Hickey has responded to the stark online landscape he describes by incorporating a subscriber system into Hive News when he founded the site in October 2013.      

“I’ve gone the paywall and niche route. I’ve decided that the way to support my journalism is to provide something that’s exclusive, targeted and useful enough that people will be willing to pay for it.”

Spending much of his time in the press gallery at parliament, Hickey writes stories aimed at people in corporate and government circles who are looking for news and information about the economy and government from in and around parliament, the beehive and various ministries. Hickey says that it was a very deliberate reason to focus on this type of content, because it offered utility to those in the corporate world. 

“[Tangible Pulisher] Vincent [Heeringa] said to me this morning, there’s riches in niches, and I hadn’t thought of it like that, but I can see where he’s coming from.”

Since its inception, Hive News has attracted over 500 subscribers, who pay $29 a month for 11 months of the year. 

“Most of the subscribers we have are corporate subscribers. Within that 500 there might be dozens of corporate subscribers who each have dozens of regular people.”

Hickey says that Hive News has proved profitable because he has kept a very lean ship, which sees him only relying on minimal sub-editing and news gathering assistance to develop the product that’s delivered to users’ email addresses every weekday morning.

“It’s a one-man publishing band,” he says. 

“It’s my news service, and the people who buy it are buying my news gathering skills and my editorial judgement. Whether that’s scalable into a proper news organisation is debateable.”

So does he see paywalls as the way forward for mainstream media?

“What we do know in New Zealand is that the only substantial paywall around at the moment is the NBR paywall … [and]It appears to be working. If you look at their employment history. They’re employing new people and trying new things. That’s positive, but again that’s about specialist publishing.”
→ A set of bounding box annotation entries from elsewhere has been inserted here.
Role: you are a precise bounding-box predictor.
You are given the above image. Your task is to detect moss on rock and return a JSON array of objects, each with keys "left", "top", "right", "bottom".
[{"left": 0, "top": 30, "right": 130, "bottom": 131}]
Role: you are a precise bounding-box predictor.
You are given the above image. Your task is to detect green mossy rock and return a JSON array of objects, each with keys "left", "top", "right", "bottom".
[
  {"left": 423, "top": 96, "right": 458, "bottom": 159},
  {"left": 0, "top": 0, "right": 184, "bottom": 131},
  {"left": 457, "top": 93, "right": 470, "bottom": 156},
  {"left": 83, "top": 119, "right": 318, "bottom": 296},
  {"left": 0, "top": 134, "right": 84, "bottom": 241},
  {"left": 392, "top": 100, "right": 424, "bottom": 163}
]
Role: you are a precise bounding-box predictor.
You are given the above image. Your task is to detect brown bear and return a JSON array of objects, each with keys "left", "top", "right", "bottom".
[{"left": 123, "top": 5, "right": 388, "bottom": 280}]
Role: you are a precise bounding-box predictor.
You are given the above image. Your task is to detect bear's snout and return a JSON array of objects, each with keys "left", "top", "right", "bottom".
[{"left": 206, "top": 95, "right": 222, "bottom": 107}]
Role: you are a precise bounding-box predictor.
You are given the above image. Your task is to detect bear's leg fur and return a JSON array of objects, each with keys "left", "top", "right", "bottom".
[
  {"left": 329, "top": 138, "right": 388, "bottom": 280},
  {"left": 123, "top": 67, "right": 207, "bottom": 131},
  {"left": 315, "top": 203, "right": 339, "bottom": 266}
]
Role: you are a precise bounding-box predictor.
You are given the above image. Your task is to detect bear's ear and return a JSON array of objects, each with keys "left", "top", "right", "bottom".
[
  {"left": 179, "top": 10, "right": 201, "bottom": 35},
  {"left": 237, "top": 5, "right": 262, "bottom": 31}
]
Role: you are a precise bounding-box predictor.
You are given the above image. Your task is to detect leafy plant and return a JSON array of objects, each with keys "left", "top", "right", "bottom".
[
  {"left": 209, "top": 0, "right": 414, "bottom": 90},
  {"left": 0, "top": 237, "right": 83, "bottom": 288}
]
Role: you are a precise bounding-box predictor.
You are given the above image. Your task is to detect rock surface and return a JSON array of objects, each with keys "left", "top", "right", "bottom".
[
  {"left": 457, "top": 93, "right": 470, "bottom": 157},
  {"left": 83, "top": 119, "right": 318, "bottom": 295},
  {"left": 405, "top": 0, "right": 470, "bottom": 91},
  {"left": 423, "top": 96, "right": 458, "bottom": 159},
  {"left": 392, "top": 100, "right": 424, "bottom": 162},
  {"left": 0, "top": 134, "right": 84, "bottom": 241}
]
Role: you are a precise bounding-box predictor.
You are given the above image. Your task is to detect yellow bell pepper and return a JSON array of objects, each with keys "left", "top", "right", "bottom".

Hickey says that the problem with mainstream publishing is that the content they deliver is readily available on several sites, meaning that readers will be unlikely to deem it necessary to pay to view the pages. 

“At the moment, you have a very large smorgasbord of options all offering the same content for free. You’ve got Radio New Zealand, RadioLive, Newstalk ZB, NZ Herald, Stuff, 3News, One News. It’s seven flavours of the same story within seconds.

“But what you end up with is seven different versions of dancing cats, and no one covering the court cases and the select committee meetings and the boring stuff that actually makes up the fourth estate. When you’re reduced to chasing page impressions with dancing cat videos and Sonny Bill Williams stories, why would you send anyone to a council meeting? How many coroners’ reports have we missed where something really interesting happened?”

Hickey says that he understands that decisions like releasing Campbell or running softer stories on the impending Madonna concerts make commercial sense, but he is concerned that this threatens the fourth estate role that investigative journalism has until now played in holding people accountable for their actions.      

“The public are going to have to ask themselves some tough questions about how they want to subsidise the public good provided by mainstream news organisations.”

Hickey sees philanthropic funding, direct reader payments through a subscriber model or some form of state funding through a licence fee (as used in the United States and Canada) as possible solutions.

“The most efficient way of doing it would be through state funding or a license fee, New Zealanders don’t have a great track record of philanthropically funding anything.”

And while Kiwis work out how best to support the continued efforts of those who keep the fourth estate in place, one can’t help but wonder how many more important coroners’ reports, council meetings and dodgy politicians will go under the radar.